Let me begin by saying that I’m with the new Keynesians on the central issue here. I believe real world markets break down. A stunning point for me is the juxtaposition between the fact that much of modern macro began by trying to incorporate micro foundations into their models, but in the end, many of the proponents of the extreme version of fresh-water economics have ignored 30 years of micro that is pretty specific on all sorts of ways that markets can fail to clear.

That said, one can argue about the role of government on many levels. I take a variety of positions on these issues. I’m a deficit hawk, but a big believer in well-timed intervention. I’m in sympathy with the comment from our treasury secretary that we need to pay serious attention to the deficit, just not this year. I sure as heck hope he means the second part, though. The long chain of budget deficits forecast by the CBO scares the heck out of me.

Today, however, I want to make two reflections on the right form of stimulus.

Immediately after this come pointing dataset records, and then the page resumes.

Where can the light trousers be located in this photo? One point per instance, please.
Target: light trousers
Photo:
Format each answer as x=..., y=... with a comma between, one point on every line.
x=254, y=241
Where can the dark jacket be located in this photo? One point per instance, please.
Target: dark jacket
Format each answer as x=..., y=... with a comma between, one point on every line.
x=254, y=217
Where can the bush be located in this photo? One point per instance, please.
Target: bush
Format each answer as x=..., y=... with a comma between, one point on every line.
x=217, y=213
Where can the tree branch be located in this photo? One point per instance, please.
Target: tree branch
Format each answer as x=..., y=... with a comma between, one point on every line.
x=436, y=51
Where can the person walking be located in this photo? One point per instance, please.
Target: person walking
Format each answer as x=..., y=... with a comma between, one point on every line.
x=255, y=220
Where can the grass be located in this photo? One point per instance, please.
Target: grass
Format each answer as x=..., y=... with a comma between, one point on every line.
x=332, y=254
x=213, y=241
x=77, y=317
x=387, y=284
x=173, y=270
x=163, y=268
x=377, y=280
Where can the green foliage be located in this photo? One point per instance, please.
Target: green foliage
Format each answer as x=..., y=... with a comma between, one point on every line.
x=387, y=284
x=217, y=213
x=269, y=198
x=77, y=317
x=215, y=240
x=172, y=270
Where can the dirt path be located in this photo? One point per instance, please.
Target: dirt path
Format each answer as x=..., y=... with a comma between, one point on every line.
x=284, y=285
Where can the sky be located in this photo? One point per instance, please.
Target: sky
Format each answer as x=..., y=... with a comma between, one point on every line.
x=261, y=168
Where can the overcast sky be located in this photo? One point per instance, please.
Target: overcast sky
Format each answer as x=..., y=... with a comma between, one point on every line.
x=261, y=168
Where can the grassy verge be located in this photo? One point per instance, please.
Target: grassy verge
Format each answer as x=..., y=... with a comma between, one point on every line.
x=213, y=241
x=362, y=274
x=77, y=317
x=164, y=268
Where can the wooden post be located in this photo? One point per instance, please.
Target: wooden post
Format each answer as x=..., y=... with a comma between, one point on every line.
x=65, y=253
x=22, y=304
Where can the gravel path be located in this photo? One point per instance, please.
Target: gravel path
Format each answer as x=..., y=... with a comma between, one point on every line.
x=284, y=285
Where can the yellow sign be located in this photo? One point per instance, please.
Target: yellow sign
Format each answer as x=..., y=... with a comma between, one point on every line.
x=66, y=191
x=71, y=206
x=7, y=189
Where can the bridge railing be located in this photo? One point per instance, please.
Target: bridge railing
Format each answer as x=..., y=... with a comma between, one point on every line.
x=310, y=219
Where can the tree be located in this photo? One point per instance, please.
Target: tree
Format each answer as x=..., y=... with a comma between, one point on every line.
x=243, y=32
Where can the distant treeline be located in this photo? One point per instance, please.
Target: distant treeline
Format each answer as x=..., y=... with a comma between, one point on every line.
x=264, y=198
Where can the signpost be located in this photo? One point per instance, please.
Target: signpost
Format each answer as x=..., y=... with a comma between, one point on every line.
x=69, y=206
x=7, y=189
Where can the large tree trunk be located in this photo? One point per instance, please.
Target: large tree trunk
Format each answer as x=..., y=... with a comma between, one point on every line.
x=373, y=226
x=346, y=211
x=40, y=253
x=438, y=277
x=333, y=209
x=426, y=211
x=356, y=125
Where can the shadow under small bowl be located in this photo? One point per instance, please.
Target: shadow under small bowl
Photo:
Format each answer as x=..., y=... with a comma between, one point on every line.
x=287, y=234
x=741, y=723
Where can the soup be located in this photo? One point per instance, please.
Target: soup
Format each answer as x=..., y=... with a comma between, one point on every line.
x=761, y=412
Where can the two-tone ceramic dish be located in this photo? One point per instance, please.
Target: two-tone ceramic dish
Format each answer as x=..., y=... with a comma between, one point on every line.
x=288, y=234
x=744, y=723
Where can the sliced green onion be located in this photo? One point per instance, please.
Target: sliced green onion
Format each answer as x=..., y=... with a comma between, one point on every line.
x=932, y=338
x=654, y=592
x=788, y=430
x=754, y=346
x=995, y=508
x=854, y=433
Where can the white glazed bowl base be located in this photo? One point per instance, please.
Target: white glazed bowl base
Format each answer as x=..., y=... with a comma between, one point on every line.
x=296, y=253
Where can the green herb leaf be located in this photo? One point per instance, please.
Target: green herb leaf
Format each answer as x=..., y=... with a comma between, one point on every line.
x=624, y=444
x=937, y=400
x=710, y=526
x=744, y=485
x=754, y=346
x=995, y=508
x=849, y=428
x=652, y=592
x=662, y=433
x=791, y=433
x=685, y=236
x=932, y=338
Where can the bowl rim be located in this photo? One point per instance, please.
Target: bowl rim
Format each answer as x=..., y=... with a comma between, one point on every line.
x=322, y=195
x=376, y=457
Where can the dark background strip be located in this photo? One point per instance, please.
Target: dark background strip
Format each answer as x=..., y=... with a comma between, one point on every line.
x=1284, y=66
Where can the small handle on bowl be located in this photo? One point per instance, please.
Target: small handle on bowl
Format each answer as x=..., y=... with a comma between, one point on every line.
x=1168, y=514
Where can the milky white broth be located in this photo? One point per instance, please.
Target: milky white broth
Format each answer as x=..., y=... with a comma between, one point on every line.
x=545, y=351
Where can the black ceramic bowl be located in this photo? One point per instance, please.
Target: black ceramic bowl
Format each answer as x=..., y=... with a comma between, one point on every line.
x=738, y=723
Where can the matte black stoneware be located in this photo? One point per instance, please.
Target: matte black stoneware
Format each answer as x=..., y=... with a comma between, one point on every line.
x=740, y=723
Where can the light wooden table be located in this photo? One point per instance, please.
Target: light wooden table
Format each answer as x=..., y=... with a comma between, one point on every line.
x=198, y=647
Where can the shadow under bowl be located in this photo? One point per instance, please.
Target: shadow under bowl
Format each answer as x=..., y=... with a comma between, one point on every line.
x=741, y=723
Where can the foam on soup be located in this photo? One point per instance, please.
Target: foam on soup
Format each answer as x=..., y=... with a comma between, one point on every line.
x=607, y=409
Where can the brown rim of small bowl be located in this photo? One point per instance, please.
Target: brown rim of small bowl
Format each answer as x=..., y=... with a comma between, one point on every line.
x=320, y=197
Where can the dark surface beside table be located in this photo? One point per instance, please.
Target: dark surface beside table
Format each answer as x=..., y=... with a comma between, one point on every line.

The first is an easy one. In talking about the purported wastefulness of direct stimulus spending, I think it is well worth noting that very few people would argue that this country has been spending too much on infrastructure. Clearing up a lot of deferred maintenance seems like a fine idea to me, and getting our transportation system back up to something approaching the quality viewed as normal in much of the developed (and developing) world a pretty good idea too. For much the same reason, I get less worked up than many about “pork-barrel” spending; sure, it would be nice to have a more transparent process, and maybe doing a little better on allocating scarce resources on the margin, but we seem so far from a sensible amount of public goods in this country that I’m doubtful that much of the spending is truly a waste.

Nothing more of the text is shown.